私はアニメの作画やら演出やらの上手い・下手について詳しいわけでは決してない。
アニメのスタッフとして働いた経験なんてもちろんないので、作品の作り方に関してあーだこーだと偉そうにグチを垂れる資格もない。
じゃあ、今まで散々書いてきたアニメの感想は何だったのかと考えれば、私の狭い了見による偏見と妄想を元に語っていただけだったりする(笑)
…というか、マトモな日本語書いてるのかも怪しい気もするが。
しかし、そういう至らない部分があることを踏まえて、敢えて言おう!
今回のはヘタである、と。
そろばんの少年の話をブラックジャックの回想ということにして、ピノコをむりやりストーリーに絡めることを回避させていたのは、まぁ良い。
今どきそろばんはないだろー、というツッコミも、回想だから昔の話ですので、という理由で防げるし。
けれど、回想なのになんで手術後は少年視点で物語が進むねん?……というツッコミは防げんなぁ。
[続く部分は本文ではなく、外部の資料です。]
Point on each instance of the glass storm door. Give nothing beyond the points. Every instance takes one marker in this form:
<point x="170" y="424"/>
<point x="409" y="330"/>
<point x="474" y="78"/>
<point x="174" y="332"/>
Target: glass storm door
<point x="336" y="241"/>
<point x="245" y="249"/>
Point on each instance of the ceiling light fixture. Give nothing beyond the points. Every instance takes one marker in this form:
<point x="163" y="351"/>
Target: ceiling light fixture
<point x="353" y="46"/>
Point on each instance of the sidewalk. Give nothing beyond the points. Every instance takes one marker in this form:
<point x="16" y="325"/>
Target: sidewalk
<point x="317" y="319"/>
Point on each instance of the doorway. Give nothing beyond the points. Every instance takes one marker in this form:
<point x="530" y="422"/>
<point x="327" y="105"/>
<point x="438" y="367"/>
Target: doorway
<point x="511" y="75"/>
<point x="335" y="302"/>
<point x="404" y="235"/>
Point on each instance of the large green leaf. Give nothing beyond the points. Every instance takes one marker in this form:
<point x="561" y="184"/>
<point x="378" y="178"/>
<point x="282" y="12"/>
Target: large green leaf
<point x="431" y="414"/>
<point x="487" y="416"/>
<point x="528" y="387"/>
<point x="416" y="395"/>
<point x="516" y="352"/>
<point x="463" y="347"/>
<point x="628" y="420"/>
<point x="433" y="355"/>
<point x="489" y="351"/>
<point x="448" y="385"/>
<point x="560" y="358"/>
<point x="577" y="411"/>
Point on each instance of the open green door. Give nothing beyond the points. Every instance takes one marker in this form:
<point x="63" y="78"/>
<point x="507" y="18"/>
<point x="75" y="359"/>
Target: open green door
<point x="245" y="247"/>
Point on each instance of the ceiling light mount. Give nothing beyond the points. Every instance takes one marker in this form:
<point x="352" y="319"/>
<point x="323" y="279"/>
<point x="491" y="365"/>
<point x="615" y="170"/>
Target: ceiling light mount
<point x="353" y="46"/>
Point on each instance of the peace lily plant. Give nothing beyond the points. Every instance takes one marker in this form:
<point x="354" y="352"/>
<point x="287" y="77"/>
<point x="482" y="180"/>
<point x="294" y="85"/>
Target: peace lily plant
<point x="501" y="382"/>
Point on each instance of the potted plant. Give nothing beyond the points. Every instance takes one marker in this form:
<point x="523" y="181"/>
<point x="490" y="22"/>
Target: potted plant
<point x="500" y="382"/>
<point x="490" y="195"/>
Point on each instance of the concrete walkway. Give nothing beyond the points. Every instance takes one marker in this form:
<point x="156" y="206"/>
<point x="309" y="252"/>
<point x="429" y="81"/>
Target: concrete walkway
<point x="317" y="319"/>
まぁ、それには目をつぶらにゃならんとして、他の箇所には言いたいことがいろいろ…
「足りない手術料は、ボクがそろばんの名人になって稼いだお金で払います」と少年が決意表明するシーン。
でも……ブラックジャック:「本当に払えるんだな?」―少年「ハイ!」の流れが普通の会話になりすぎてて、ブラックジャックの心を動かすほどの決意が込められてるような描かれ方には到底見えなかった。
演出が弱いなぁ…
そこは、手術室でそろばんへの熱くて人情味溢れる思いを語る少年、というシナリオ面でカバー。
手術後のまだ不自由な手でそろばんの猛練習をした結果、少年は全国大会に出場するのだけど、猛練習のシーンを画面分割で見せてわずか数秒で終わらせていたのはちょっと…
練習時間が短いように感じられて、本当に全国大会まで行けるほどの実力が身についたのか疑問に思ってしまう。
直前までそろばんの練習に挫折していたから余計に。
もっと尺を取って、話にタメが欲しいなぁ…
「決勝戦であの子の指は動かなくなる」と事態が起こる前に宣言するブラックジャック。
見え見えの展開ではあるが、そうまで自信たっぷりに言われちゃ、興味を一気にそがれるというもの。
端的な思わせぶりセリフに留めて軽く伏線にするとか、確証がない風を装ってボソッと漏らすとか、演出方法はいろいろあったろうに…
舌でそろばんを弾くのは、冒頭の診療所のデモンストレーションで直接描写せずに、しっかり伏線にしていたなぁ。
でも、「最後の切り札が実はあの時の…」という流れよりも、「嘲笑を恐れて一度は止めた技だったが、最後になってその経験によって救われ喝采を浴びる」という直接描写をする流れの方が面白いだと思うんだが。
まぁ、これは感じ方は人それぞれ。
ラストのNG集でもかましてくれる。
そろばんをスケートボード代わりにして遊ぶピノコ、そしてブラックジャック(表情は分からないけどおそらくあの仏頂面のまま)、というのは見た目スゴく面白かったんだけど…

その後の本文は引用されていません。